Spotlight on Social Sciences Alumni: Jonathan Garon
UR Major: History
Other UR Majors/Minors: Political Science
Current City, State of Residence: Washington, DC
How did you choose your major(s)?
I’ve been fascinated by history for as long as I can remember. Growing up in Virginia, where 70% of the American Civil War was fought, my parents would take my siblings and me to pastoral fields that were scenes of carnage 150 years ago. Growing up, I began to eye history through a lens of how it has shaped who we are today, but I’ve still never lost that wide-eyed wonder I experienced as a child standing on the same ground of my American ancestors.
What activities were you involved in as a student and what did you gain from them?
My most significant activity was my undergraduate research, which ended up serving as my senior year writing history requirement. Based on a series of letters written by my grandfather during WWII, I designed a research project centering on de-Nazification in post-war Germany and the onset of the Cold War. If you can find a project that truly fascinates you, it is beneficial in so many ways. Not only do you get great things to put on your resume, but you really are able to extract the most value and worth from your history major and set yourself apart from your peers in your desire to work hard and learn.
What is your opinion regarding graduate school vs. working right after graduation?
Unless you are 110% sure about the career path you wish to pursue, I am a huge proponent of taking at least one year post-college to work, save money, and think about your future. When I graduated, I had neither the funds nor the knowledge of exactly what I wanted to pursue to justify entering into a graduate program. I think a lot of people panic and continue with more schooling to avoid some kind of bleak work future or unemployment. But whether you are working an unpaid internship in your field or working retail at The Gap, I think that down time is important – to give your school mind a rest, really think about your strengths, what you want to pursue, and how you want to pursue it. I have just moved back to the East Coast after three years waiting tables in San Francisco. I also worked two part-time unpaid internships in my time there. Now, I feel rested and renewed and ready to pursue what I actually studied. Side note – four of my close friends from UR went directly into law school after graduation. I remember speaking with three of them during their first year and all of them expressed the same sentiment – they wished they had just taken one year to relax and think about their future. For some people, going straight into more school may be the right step. But I would take some time for serious thought and reflection before making a decision.

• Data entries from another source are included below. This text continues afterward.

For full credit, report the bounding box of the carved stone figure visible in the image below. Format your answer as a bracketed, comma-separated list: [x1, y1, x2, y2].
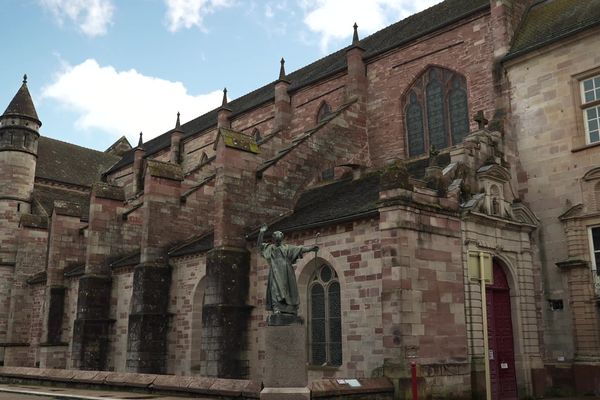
[257, 224, 318, 317]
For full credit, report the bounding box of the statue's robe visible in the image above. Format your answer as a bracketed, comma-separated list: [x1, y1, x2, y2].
[260, 242, 306, 314]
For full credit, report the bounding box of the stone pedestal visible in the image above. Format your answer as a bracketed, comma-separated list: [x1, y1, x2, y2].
[260, 318, 309, 400]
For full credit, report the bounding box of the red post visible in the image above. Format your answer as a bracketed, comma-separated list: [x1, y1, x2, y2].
[411, 361, 418, 400]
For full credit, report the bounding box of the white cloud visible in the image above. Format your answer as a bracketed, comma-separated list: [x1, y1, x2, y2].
[41, 59, 224, 143]
[265, 4, 274, 18]
[39, 0, 114, 37]
[300, 0, 443, 52]
[165, 0, 234, 32]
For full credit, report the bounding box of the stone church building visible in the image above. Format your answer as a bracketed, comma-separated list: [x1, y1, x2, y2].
[0, 0, 599, 398]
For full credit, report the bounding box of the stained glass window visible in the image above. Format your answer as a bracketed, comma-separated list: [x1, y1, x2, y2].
[309, 263, 342, 366]
[403, 67, 469, 155]
[426, 74, 447, 150]
[449, 78, 469, 145]
[406, 92, 425, 156]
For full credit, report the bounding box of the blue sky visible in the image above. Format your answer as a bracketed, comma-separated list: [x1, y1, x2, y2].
[0, 0, 441, 151]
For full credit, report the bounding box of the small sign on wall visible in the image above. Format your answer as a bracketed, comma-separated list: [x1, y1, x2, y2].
[500, 363, 509, 369]
[467, 251, 493, 284]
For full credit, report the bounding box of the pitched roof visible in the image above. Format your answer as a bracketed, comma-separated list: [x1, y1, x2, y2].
[33, 185, 91, 219]
[36, 136, 120, 187]
[265, 173, 381, 235]
[505, 0, 600, 61]
[2, 78, 39, 122]
[169, 233, 214, 258]
[106, 0, 489, 175]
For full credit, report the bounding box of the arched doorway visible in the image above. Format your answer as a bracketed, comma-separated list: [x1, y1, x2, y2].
[486, 259, 518, 400]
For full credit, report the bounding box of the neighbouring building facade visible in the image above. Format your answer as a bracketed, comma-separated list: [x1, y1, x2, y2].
[0, 0, 598, 398]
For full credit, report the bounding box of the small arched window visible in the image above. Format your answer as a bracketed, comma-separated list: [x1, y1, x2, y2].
[317, 101, 332, 123]
[252, 128, 261, 142]
[404, 67, 469, 157]
[308, 263, 342, 366]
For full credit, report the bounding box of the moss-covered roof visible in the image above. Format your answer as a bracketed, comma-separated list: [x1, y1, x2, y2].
[506, 0, 600, 61]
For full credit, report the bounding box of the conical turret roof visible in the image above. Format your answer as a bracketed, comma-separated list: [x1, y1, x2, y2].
[3, 75, 40, 123]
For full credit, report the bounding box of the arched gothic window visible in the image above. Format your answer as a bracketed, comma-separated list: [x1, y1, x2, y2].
[317, 101, 332, 123]
[308, 263, 342, 366]
[404, 67, 469, 157]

What early career advice can you give to current UR students studying history?
I would say do your best to focus on accomplishing a lot during your time at UR. That means taking on greater academic challenges to set yourself apart on your resume post-graduation. Every student at UR is smart and has a lot to show for themselves. Make it a point to do something different that makes you stand out. Take an active role in a campus organization, take on an undergraduate research project, etc. Something, anything that will make you stand out as unique to future employers. It does not have to be something larger than life – just something worth mentioning and being proud of.

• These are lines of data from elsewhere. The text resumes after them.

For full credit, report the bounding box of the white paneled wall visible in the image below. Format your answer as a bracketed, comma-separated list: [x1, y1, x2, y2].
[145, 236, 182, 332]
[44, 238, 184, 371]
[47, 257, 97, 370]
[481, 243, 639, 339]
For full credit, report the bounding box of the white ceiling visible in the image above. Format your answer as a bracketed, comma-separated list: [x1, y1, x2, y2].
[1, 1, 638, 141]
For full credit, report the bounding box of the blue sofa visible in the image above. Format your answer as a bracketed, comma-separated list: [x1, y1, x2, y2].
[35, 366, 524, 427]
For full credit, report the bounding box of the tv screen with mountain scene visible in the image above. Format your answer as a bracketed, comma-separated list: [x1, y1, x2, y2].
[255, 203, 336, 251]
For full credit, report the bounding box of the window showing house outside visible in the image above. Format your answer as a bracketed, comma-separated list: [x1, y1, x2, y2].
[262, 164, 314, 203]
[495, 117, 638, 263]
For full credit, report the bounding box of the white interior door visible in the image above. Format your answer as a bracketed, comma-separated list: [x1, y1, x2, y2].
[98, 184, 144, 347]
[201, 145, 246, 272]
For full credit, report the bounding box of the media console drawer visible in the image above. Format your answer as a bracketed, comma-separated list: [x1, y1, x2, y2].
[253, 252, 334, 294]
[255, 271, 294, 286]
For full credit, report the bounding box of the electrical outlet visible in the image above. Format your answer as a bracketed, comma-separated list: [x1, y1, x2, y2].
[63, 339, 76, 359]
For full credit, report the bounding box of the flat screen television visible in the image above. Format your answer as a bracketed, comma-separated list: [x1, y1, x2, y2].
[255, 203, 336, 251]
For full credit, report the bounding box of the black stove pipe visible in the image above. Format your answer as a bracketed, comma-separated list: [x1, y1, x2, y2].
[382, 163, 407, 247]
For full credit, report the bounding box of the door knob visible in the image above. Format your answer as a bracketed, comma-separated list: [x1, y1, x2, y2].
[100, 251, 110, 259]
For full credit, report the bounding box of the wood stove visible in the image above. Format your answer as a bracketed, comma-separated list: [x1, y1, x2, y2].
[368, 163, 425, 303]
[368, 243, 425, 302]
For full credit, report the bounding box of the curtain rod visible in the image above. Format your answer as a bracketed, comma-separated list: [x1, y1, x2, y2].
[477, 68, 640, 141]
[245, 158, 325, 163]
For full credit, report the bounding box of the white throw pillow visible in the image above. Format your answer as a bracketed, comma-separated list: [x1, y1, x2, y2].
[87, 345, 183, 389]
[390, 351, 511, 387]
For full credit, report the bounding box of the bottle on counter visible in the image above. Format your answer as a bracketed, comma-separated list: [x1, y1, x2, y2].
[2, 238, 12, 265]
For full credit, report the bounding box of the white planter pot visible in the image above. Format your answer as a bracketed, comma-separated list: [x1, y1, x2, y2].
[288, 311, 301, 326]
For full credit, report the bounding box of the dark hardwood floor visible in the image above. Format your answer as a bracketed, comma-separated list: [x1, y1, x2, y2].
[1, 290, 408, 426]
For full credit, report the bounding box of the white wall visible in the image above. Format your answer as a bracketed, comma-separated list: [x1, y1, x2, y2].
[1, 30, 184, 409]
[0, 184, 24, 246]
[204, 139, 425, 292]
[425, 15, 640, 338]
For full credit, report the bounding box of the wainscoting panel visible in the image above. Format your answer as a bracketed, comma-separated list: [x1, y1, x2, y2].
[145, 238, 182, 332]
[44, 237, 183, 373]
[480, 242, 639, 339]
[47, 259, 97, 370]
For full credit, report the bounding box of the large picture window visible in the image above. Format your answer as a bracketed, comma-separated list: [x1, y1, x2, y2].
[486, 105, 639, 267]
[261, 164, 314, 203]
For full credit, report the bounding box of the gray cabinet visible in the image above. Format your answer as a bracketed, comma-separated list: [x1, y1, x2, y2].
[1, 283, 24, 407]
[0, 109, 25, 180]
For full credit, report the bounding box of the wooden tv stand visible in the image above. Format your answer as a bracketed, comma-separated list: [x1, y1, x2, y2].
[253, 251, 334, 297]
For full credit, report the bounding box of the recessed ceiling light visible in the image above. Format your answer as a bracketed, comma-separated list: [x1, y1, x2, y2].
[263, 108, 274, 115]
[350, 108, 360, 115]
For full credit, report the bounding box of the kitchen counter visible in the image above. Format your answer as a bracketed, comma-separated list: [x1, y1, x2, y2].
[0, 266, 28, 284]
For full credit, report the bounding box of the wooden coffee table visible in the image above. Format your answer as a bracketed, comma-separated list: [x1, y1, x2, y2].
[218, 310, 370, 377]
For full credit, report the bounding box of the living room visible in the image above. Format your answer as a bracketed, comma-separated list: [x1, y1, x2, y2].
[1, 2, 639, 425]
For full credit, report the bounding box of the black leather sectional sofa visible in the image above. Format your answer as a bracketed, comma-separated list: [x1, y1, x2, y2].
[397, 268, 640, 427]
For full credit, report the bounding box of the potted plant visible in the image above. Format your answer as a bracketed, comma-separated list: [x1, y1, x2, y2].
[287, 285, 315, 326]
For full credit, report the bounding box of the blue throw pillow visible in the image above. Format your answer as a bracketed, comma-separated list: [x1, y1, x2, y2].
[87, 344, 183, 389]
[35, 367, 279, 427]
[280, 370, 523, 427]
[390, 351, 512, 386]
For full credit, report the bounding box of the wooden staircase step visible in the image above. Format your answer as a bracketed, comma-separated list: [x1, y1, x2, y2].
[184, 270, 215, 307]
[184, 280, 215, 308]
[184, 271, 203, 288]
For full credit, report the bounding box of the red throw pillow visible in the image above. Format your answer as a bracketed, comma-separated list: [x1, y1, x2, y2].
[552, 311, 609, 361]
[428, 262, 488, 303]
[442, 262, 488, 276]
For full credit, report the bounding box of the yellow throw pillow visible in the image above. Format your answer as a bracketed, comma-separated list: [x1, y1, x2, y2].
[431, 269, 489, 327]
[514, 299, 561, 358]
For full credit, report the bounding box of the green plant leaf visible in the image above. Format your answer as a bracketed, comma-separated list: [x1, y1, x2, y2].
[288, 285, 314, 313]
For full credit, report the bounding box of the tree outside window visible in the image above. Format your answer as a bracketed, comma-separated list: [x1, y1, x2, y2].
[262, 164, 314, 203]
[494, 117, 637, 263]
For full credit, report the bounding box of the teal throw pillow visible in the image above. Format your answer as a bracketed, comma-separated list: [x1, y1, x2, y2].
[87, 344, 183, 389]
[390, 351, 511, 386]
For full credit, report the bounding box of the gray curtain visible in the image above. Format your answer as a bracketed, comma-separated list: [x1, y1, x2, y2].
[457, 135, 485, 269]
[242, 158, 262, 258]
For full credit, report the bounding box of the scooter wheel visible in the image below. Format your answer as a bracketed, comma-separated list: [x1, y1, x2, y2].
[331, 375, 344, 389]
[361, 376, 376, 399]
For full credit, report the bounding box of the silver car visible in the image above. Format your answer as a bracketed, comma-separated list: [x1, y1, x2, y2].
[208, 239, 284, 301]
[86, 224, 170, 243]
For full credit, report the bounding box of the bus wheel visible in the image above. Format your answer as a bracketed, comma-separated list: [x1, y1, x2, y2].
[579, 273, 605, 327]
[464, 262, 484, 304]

What do you do now and why did you choose this career? Where would you like to be in five years?
I work as the Associate Program Director at the U.S.-U.A.E. Business Council, a Washington, D.C.-based business advocacy organization that works to foster stronger trade and commercial between the corporations operating across a variety of sectors in the U.S. and the United Arab Emirates. One of my driving moves in relocating back to the D.C. area was the desire to find work in international affairs, specifically in the Middle East, which has always been my focus. I find my current role interesting as it touches on a unique cross-section of business, government, and international affairs.
In five years, I would like to be working in business development for a multi-national corporation, hopefully with a focus on alternative and renewable energy development.